I for one, am glad we won't be visiting the passport office for a few years.

Edit: You'd think the mom would let it go. But, No. She brought it up again in a couple of days. Nischal - being her own flesh and blood - was prepared: "Actually, Anna(older brother) should change his middle name to yours. His name is Avaneesh, and 'Avaneesh Anupama Gujran' matches well, just like 'Nischal Natraj Gujran' matches.
Not only was the mom left speechless, the older brother had a perfect 'deer in the headlights' look. 

Tuesday, August 11, 2015

The birthday gift

I'd just stepped into the house - from work.
 
"Papa, today was Sushanth's birthday!"
I nod absently.
"And I had nothing to give him! I gave him a 1 Rupee coin as gift! "
I pay attention and look at him with surprise/confusion.
"I tried calling Amma, but she didn't pick up. I didn't know what to do!" he continued, " so I took money from my box ( pocket money) and gave him"
I nod in appreciation, start walking in, and something strikes me. I turn back to him :
"Tell me this, I've given you more than 1 rupee, for sure. Have you spent that somewhere? "

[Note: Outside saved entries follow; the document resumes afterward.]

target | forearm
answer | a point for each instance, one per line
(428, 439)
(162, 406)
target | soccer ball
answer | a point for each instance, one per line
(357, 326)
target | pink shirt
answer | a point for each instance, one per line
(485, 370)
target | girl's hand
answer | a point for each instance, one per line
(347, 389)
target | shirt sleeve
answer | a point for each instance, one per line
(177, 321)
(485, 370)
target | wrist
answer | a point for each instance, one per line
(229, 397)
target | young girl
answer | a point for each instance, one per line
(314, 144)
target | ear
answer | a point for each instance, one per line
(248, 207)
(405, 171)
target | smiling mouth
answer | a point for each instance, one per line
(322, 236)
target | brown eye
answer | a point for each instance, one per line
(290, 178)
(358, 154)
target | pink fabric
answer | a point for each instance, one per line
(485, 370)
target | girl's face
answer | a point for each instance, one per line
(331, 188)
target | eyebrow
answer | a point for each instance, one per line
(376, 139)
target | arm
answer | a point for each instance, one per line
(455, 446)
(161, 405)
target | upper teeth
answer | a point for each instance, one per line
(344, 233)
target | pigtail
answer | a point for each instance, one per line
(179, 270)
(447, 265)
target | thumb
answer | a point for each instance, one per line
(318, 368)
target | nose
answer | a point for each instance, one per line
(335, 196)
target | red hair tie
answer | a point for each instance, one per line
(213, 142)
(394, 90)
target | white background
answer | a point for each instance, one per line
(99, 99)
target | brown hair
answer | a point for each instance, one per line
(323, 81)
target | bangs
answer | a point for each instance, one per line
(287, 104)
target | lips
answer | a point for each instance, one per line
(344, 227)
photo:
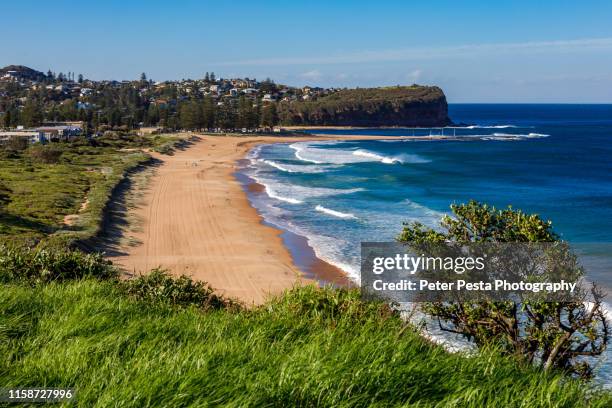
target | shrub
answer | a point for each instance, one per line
(328, 304)
(43, 265)
(560, 335)
(46, 154)
(160, 287)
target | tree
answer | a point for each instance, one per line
(556, 335)
(190, 115)
(6, 119)
(4, 197)
(17, 144)
(269, 116)
(32, 114)
(208, 113)
(46, 154)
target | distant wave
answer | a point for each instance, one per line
(276, 165)
(310, 152)
(296, 194)
(377, 157)
(493, 136)
(291, 168)
(511, 136)
(299, 149)
(273, 194)
(484, 127)
(334, 212)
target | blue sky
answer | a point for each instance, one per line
(477, 51)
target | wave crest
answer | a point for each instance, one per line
(335, 213)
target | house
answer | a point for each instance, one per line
(269, 98)
(33, 136)
(59, 133)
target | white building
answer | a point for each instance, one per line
(33, 136)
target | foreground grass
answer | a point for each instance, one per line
(308, 348)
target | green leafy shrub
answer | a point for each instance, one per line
(160, 287)
(568, 336)
(328, 304)
(42, 265)
(46, 154)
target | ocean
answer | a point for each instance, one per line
(553, 160)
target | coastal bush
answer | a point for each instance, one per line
(117, 350)
(46, 154)
(552, 335)
(158, 286)
(329, 305)
(41, 266)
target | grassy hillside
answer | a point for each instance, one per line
(392, 106)
(40, 194)
(139, 344)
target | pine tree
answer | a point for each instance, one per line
(269, 116)
(7, 119)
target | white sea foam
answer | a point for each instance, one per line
(309, 152)
(276, 165)
(299, 149)
(296, 194)
(334, 212)
(300, 168)
(376, 157)
(483, 127)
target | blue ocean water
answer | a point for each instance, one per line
(553, 160)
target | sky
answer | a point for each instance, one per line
(476, 51)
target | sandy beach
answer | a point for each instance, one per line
(197, 220)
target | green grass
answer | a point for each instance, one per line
(310, 347)
(42, 194)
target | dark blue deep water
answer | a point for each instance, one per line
(553, 160)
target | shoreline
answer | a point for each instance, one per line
(197, 220)
(302, 254)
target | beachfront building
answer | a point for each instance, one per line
(32, 136)
(61, 133)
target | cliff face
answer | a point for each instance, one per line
(394, 106)
(23, 72)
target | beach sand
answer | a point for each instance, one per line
(197, 220)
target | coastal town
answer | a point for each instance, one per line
(57, 107)
(47, 107)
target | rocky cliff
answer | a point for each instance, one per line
(391, 106)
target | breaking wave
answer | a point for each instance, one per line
(334, 212)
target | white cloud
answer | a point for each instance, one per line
(420, 53)
(313, 75)
(414, 76)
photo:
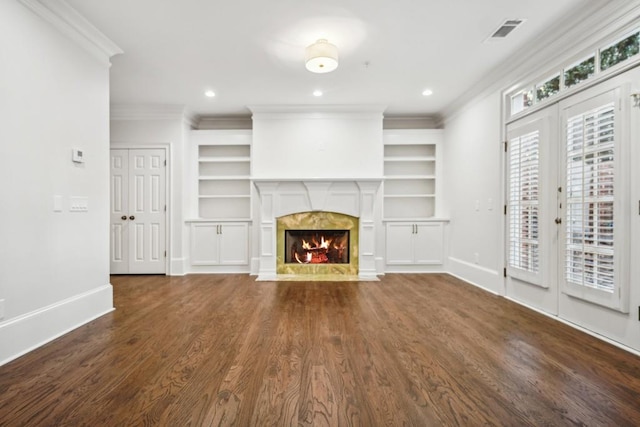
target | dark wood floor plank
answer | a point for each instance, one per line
(409, 350)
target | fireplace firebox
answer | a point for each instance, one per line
(316, 246)
(317, 243)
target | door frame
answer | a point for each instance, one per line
(121, 145)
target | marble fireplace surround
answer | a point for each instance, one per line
(355, 197)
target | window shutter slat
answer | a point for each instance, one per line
(589, 259)
(524, 164)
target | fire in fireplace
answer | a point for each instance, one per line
(316, 246)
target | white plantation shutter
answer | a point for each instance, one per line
(589, 219)
(524, 205)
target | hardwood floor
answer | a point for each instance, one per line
(419, 350)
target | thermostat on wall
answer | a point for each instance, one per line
(77, 155)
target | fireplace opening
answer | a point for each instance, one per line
(316, 246)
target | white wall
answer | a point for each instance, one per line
(472, 192)
(54, 273)
(172, 131)
(326, 144)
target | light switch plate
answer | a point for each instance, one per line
(78, 204)
(57, 203)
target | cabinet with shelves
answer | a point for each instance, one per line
(219, 244)
(411, 173)
(414, 243)
(224, 173)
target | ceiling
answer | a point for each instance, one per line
(251, 52)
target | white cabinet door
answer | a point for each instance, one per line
(234, 244)
(219, 243)
(399, 243)
(138, 212)
(428, 243)
(415, 243)
(204, 243)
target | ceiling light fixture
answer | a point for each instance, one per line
(321, 57)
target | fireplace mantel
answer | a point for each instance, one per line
(351, 196)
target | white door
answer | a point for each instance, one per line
(138, 211)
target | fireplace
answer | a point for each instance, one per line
(316, 246)
(336, 204)
(317, 243)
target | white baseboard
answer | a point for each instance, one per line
(177, 267)
(20, 335)
(576, 326)
(255, 266)
(476, 275)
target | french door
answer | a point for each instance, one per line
(565, 221)
(138, 211)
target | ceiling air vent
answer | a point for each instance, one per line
(505, 29)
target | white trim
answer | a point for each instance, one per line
(22, 334)
(169, 260)
(479, 276)
(313, 111)
(589, 24)
(69, 22)
(576, 326)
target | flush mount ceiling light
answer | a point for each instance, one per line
(321, 57)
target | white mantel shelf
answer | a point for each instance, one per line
(330, 180)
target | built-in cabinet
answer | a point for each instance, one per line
(219, 243)
(219, 235)
(414, 232)
(415, 243)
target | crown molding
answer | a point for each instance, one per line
(150, 112)
(224, 122)
(313, 109)
(411, 122)
(582, 28)
(69, 22)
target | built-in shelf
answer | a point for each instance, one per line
(224, 173)
(411, 173)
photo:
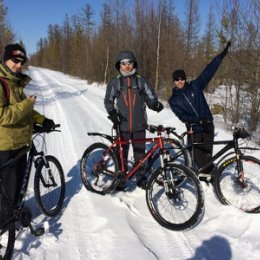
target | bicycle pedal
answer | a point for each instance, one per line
(39, 231)
(205, 177)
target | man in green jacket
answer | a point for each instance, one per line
(17, 117)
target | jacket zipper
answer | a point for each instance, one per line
(191, 105)
(130, 105)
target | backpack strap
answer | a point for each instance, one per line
(6, 88)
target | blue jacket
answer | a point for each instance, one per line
(189, 103)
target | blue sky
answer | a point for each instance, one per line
(29, 19)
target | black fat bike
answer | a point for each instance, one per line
(49, 189)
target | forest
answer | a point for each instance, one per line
(162, 41)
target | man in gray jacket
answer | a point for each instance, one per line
(126, 98)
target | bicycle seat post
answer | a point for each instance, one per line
(190, 137)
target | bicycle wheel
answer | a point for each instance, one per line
(7, 240)
(242, 193)
(176, 203)
(49, 186)
(177, 154)
(99, 167)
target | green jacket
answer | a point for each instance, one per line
(16, 115)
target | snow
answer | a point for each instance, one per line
(119, 226)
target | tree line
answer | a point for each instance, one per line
(163, 41)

He smiled ..like he was caught at something, and collected his thoughts quickly. 
"No, I had 10 rupees more. But I didn't want to give him everything just because it's his birthday", he smiles " .. so I thought I'll give him 1 rupee ".
I wanted to ask him what would 1 rupee buy, but I also appreciated that he thought about giving his friend something - not wait for his mom to buy a present at some later date.
So, I just smiled at him and walked on.

Wednesday, July 30, 2014

What are you going to do about this girl?

"Papa, where are you going tomorrow? " - Nischal seeing my packing.
"Mumbai" I say.
"Why are you going there? " - comes the next question.

We are sitting in the office.. Anu is sitting in the living room. Nischal is sitting at the computer table.. so his back is facing the other room.

"I'm going to a marriage there" I answer.
A brief silence.
"Then, what are you going to do about this girl? " comes the next question.

I look up to see his palm pointing to the room behind him over his shoulder.
I'm confused - for a moment - before I recover.
"What about her?" I ask.

He thinks for a beat before he says " Oh.. your other girl is going to stay back in Mumbai? "
"She can come here also, you know. If you like" I counter with a smile.

He puts down his pencil casually. "I want to go to Amma "
"Not until you finish writing that 49" I reply - not fooled by the nonchalance.
The page is filled up with number 49 in record time, making me think I should emulate Calvin's dad more. He runs out to his mom. I follow him.

"Amma.. pappa is getting married!" . She gives me a puzzled look, but catches on quick.
"Good for you. You're always complaining about how much I hug you, kiss you and all"
He is now taken aback by this turn of events.
"No.. I'm fine with your kissing. ... I like your kissing. But I want you only, Amma " The panic in his voice does it for her.
She hugs him and says "No my little baby, I'll only be your Amma. Pappa was just joking! " He's not fully convinced. Then she picks him up and the kiss assault starts.

Only when I see his escape attempts start, I know he's convinced .. or dad's bigamy is not a priority item anymore.